Allen Downey wrote great short books to introduce statistics in a fun way, going over examples and exercises using python. They are freely available to boot.
###Update!
A new version of Think Stats has been released, and we switched over to the new one. It's a massive overhaul and includes many great new features for us, most obviously the v. convenient integration of packages that are staples in the bootcamp:pandas
,scipy
, andstatsmodels
.
Think Stats is a great book to both refresh/learn the most critical statistics topics and gain experience in how you'd apply statistics analysis to problems using python. It covers typical statistics topics from a modern, simulation/coding based perspective. The chapters are quite concise and easy to read.
You can download a PDF or read the book online here. Of course, if you are so inclined, you can also buy a hard copy on Amazon, but that is not necessary.
The older 1st edition is still available here: linky
We will be focusing on the first 9 chapters. You can go through these chapters in 6 to 9 hours (depending on how familiar you are with statistics and python) Please do so. If it takes somewhat longer, that's fine. However, don't get stuck too long on a single chapter. This preparation will help you a lot, and it will provide a good initial exposure to using python for data analysis, but it is not your only chance to internalize these topics. If at any point you feel overwhelmed, don't worry. You don't need to master all of this in prework.

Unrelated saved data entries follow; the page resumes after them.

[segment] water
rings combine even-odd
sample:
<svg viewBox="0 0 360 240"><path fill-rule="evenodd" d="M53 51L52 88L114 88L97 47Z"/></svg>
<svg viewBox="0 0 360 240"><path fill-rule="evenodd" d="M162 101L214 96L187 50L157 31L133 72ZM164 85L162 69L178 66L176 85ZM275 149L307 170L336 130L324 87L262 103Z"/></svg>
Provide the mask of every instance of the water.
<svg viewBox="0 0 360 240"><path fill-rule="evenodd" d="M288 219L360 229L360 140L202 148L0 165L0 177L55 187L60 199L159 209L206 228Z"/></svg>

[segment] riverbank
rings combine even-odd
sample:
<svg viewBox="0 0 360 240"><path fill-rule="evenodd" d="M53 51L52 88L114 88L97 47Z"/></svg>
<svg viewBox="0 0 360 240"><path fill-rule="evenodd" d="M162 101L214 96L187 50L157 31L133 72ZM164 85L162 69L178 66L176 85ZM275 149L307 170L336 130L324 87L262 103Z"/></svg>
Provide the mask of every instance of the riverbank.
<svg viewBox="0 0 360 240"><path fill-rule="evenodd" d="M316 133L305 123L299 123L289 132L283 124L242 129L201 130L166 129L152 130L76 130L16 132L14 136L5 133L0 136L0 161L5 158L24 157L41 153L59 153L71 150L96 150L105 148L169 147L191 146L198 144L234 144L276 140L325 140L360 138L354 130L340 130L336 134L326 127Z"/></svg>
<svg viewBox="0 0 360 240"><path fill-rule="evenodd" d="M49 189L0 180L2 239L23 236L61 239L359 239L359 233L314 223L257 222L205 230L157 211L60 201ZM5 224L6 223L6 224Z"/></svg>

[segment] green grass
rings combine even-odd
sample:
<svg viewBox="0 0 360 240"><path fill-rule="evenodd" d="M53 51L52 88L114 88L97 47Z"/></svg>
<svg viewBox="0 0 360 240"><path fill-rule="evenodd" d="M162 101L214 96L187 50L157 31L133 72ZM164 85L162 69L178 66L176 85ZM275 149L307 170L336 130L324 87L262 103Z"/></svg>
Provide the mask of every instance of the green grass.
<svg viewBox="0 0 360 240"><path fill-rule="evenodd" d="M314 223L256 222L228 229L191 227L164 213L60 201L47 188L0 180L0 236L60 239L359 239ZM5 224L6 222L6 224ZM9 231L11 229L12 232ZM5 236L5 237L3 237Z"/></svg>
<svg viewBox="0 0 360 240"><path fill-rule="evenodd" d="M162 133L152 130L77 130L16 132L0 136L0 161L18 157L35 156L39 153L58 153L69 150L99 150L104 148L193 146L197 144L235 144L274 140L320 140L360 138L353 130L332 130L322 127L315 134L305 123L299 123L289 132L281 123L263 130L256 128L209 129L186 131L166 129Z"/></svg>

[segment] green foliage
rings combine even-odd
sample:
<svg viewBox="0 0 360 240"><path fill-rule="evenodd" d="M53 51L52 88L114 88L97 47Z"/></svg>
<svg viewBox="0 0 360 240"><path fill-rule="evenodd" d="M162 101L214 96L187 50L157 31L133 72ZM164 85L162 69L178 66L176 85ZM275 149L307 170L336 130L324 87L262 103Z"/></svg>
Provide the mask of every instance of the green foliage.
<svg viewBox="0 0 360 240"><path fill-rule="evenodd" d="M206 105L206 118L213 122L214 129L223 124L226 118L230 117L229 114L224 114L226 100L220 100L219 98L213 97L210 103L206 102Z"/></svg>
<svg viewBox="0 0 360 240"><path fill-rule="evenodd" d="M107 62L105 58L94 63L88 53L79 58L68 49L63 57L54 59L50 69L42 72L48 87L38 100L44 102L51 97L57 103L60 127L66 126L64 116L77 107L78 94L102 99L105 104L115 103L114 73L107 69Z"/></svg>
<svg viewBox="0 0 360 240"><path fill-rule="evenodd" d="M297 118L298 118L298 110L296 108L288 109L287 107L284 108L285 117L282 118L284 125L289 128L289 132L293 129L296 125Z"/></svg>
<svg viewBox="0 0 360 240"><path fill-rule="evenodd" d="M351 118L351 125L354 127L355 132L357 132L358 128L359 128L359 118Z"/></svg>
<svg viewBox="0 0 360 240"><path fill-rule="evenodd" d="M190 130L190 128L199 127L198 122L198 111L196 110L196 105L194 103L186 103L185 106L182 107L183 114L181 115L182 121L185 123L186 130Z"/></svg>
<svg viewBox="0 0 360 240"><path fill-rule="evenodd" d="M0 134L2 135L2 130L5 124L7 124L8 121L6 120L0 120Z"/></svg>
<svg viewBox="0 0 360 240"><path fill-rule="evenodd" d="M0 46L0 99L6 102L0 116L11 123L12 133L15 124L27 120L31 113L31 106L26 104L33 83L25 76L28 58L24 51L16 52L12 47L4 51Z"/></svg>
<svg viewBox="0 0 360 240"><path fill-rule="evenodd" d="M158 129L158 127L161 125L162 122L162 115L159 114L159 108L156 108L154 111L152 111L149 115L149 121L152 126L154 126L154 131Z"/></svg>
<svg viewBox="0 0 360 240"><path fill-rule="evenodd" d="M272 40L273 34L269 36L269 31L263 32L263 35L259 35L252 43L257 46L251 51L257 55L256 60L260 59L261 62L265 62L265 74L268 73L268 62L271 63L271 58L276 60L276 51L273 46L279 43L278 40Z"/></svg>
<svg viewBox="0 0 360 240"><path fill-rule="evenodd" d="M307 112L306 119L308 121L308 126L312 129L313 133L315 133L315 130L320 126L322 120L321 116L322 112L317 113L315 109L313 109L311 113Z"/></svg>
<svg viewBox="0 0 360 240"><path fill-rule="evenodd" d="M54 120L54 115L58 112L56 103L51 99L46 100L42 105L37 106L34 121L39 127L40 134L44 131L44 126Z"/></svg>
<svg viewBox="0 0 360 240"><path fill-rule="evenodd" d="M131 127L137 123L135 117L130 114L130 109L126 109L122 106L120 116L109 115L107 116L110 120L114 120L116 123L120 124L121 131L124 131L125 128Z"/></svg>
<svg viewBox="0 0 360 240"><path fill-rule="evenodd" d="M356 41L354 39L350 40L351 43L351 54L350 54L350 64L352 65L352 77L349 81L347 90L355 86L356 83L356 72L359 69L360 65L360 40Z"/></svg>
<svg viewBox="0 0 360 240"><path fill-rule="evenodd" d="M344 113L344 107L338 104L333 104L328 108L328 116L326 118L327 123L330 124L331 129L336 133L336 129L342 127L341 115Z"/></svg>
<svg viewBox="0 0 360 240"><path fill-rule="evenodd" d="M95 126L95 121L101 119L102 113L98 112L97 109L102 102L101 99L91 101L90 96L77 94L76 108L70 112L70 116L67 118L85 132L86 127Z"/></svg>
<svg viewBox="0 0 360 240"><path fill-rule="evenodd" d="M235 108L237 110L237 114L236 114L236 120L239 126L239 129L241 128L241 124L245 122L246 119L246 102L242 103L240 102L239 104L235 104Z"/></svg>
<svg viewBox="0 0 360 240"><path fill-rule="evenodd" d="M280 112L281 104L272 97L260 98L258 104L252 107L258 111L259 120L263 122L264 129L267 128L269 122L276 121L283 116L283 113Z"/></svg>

5 of the 6 required exercises are also from this book. It would be a good idea to tackle these exercises as you work your way through the book. For example, the first exercise is 2.4 at the end of chapter 2. The best time to start working on it is after you read Chapter 2.
If you can finish the required exercises with time to spend, we suggest working on some of the optional ones. These may take longer, but will definitely improve your skills and bootcamp experience. Take your time with these exercises, don't rush them. Don't push yourself to finish any of them, if you're short on time. Even completing a single of these is an excellent bonus.
Another important subject is the Bayesian approach to probability, where probability is approached as the state of knowledge rather than the expected frequency of things. This Bayesian approach is used in a lot of data science applications. Luckily, Downey used his method in Think Stats to write another free introduction book on Bayes with python-based examples and exercises. It is called Think Bayes and you can find it here.
Please read the first two chapters of this book will work both as a reinforcement of probabilities (covered by Think Stats as well) and an introduction to the Bayesian framework.
The last required exercise is from Think Bayes, and two optional exercises are also Bayesian problems.